We don’t have token type IDs here, since DistilBERT does not expect them; if you have some in your model, you should also make sure that they properly match where the first and second sentences are in the input.

✏️ Your turn! Check that everything seems correct with the second element of the training dataset.

We are only doing the check on the training set here, but you should of course double-check the validation and test sets the same way.

Now that we know our datasets look good, it’s time to check the next step of the training pipeline.

The next thing that can go wrong in the training pipeline is when the Trainer tries to form batches from the training or validation set. Once you are sure the Trainer’s datasets are correct, you can try to manually form a batch by executing the following (replace train with eval for the validation dataloader):

for batch in trainer.get_train_dataloader():
break

This code creates the training dataloader, then iterates through it, stopping at the first iteration. If the code executes without error, you have the first training batch that you can inspect, and if the code errors out, you know for sure the problem is in the dataloader, as is the case here:

~/git/transformers/src/transformers/data/data_collator.py in torch_default_data_collator(features)
105                 batch[k] = torch.stack([f[k] for f in features])
106             else:
--> 107                 batch[k] = torch.tensor([f[k] for f in features])
108
109     return batch

ValueError: expected sequence of length 45 at dim 1 (got 76)

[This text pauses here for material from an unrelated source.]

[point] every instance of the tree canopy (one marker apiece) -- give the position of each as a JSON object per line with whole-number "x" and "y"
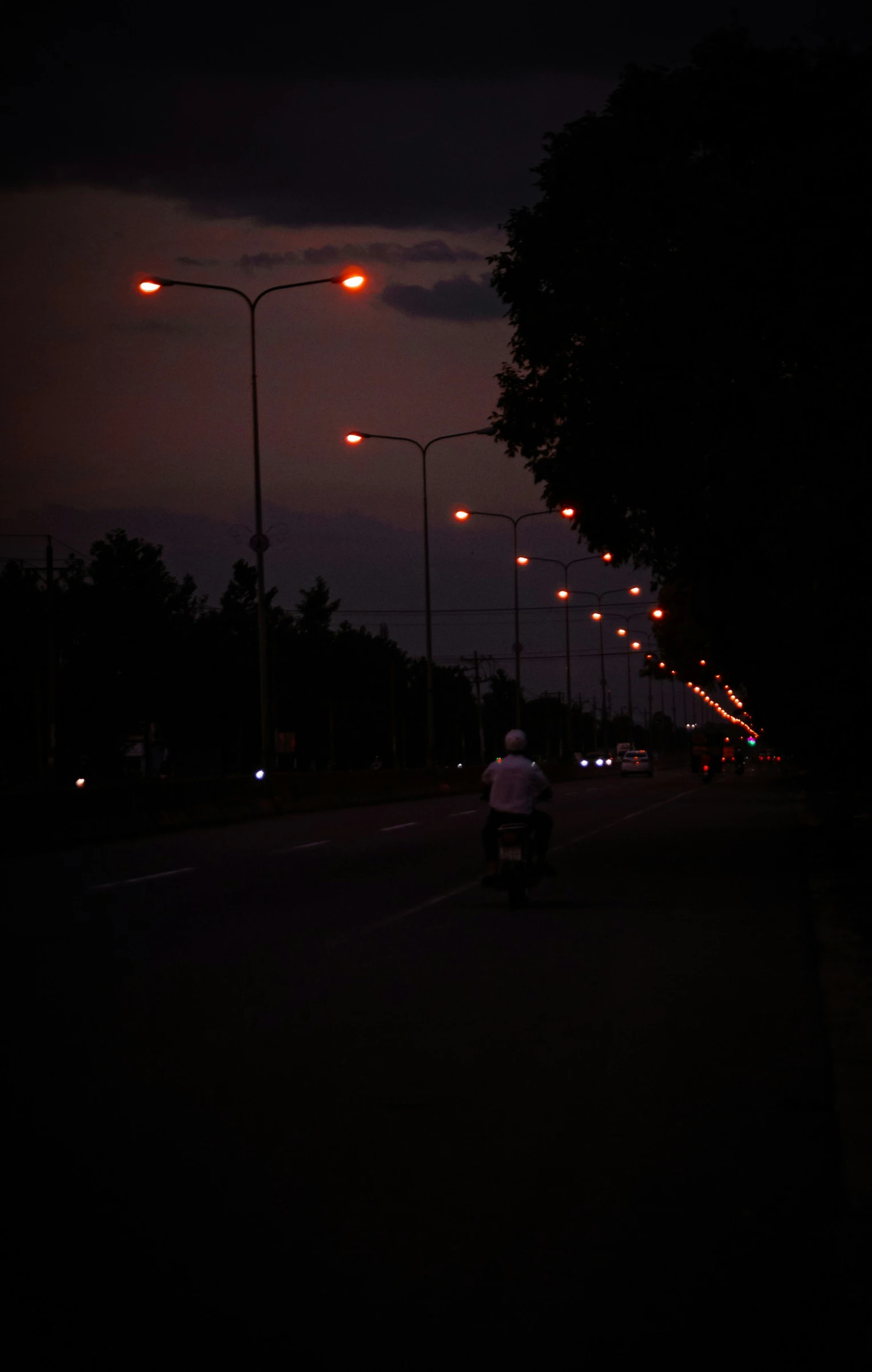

Inspecting the last frame of the traceback should be enough to give you a clue, but let’s do a bit more digging. Most of the problems during batch creation arise because of the collation of examples into a single batch, so the first thing to check when in doubt is what collate_fn your DataLoader is using:

data_collator = trainer.get_train_dataloader().collate_fn
data_collator
<function transformers.data.data_collator.default_data_collator(features: List[InputDataClass], return_tensors='pt') -> Dict[str, Any]>

So this is the default_data_collator, but that’s not what we want in this case. We want to pad our examples to the longest sentence in the batch, which is done by the DataCollatorWithPadding collator. And this data collator is supposed to be used by default by the Trainer, so why is it not used here?

The answer is because we did not pass the tokenizer to the Trainer, so it couldn’t create the DataCollatorWithPadding we want. In practice, you should never hesitate to explicitly pass along the data collator you want to use, to make sure you avoid these kinds of errors. Let’s adapt our code to do exactly that:

from datasets import load_dataset, load_metric
from transformers import (
AutoTokenizer,
AutoModelForSequenceClassification,
TrainingArguments,
Trainer,
)

model_checkpoint = "distilbert-base-uncased"
tokenizer = AutoTokenizer.from_pretrained(model_checkpoint)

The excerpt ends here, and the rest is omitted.